И при этом, тексты его темны и значение их неясно. Чего стоит например следующий удивительный пассаж:

Когда мы рассматриваем, к примеру, структуру определенных алгебраических конструкций [ensembles], где берется центр? Является ли центром знание общих правил, которые, определенным образом, позволяют нам понимать взаимноотношение элементов? Или центр – это определенные элементы, которые пользуются теми или иными привилегиями внутри конструкции? У Эйнштейна, например, мы наблюдаем конец привилегии, которой пользовалось эмпирическое наблюдение. И в этой связи мы видим появление константы, константы, которая есть комбинация пространства–времени, которая не получена ни одним экспериментатором, но которая, в определенном роде, доминирует всю конструкцию; и это понятие константы – является ли оно центром? Константа Эйнштейна – не константа, не центр. Это константа есть сама концепция переменности – это, в конце концов, и есть концепция игры. Другими словами, это не концепция чего–то определенного – центра, начиная с которого наблюдатель может овладеть полем – но сама концепция игры.

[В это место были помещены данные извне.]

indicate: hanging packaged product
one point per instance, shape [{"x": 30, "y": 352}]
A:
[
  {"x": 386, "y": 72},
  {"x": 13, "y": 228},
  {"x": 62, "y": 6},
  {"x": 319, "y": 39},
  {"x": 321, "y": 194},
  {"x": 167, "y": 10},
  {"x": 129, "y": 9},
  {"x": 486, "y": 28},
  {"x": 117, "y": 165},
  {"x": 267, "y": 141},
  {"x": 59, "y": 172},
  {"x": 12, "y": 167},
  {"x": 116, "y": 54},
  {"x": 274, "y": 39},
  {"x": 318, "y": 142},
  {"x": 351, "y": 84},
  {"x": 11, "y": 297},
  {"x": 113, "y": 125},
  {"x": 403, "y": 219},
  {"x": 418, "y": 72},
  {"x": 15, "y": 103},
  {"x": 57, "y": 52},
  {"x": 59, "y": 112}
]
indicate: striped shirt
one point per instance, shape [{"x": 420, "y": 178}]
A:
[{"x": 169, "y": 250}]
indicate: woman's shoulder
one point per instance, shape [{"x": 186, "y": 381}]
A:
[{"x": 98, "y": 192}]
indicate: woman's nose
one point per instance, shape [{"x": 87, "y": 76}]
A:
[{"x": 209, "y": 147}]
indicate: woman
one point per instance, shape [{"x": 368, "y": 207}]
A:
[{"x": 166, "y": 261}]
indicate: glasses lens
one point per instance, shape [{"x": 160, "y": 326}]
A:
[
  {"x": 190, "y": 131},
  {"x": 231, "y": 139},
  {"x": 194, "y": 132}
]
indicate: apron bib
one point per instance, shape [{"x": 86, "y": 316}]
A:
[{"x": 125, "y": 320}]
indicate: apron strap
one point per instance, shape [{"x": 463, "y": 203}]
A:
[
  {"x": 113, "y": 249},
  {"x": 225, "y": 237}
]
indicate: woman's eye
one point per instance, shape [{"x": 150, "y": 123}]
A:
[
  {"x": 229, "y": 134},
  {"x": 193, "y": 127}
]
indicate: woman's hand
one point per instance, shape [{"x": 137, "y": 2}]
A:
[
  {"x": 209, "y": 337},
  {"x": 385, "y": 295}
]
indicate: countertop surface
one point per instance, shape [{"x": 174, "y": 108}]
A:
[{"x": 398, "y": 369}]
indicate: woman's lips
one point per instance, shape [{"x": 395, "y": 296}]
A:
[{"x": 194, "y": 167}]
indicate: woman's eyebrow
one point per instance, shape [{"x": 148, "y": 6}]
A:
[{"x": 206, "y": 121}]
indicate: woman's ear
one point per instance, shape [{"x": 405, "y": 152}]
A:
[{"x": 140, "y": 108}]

Другими словами, значение Дерриды не в трудах его; а в чем же? Значение его (то же, кстати, что и у Маркса в советской философии) – в легитимизации определенного дискурса; некоторые вещи становятся автоматически верными, если снабжены подобающей ссылкой на Дерриду.

За косноязычием и идиотским наукообразием его текстов скрывается достаточно краткий список довольно очевидных понятий.

• Вне текста ничего нет.

• Фиксация точки зрения («центра») определяет прочтение текста и задает его результат. Эта фиксация абсолютно произвольна.

• Центром западной культуры является мужской шовинизм, рационализм и речевые интеллектуальные процессы (Деррида назвал все это вместе божественно красивым словом «фаллогоцентризм»).

Американскими адептами политкорректности была выведена из Дерриды совершенно новая форма мультикультурализма (и феминизма), являвшаяся по сути демагогией. Овладевать полем, исходя из фаллогоцентрической позиции, никому, конечно, не хотелось, потому что фаллогоцентризм это бяка. Но деконструкционизм, опровергнув учение о «центре», по сути «центр» этот самый только табуировал. Западный человек исходит из той же либеральной (секулярно–христианской) чувствительности, что двигала им во времена до фаллогоцентризма; но теперь он не может ее даже назвать, поскольку теперь рефлексия о корнях его сентиментов запрещена ему этими же самыми сентиментами. Номинально женщины оказались приравнены мужчинам, идиоты нормальным, а негры к белым людям; но это приравнивание свелось к тривиальному «они будут такие же как мы, если мы перестанем называть их неграми, женщинами и идиотами», то есть по сути к новой (и куда более агрессивной) версии культурного империализма.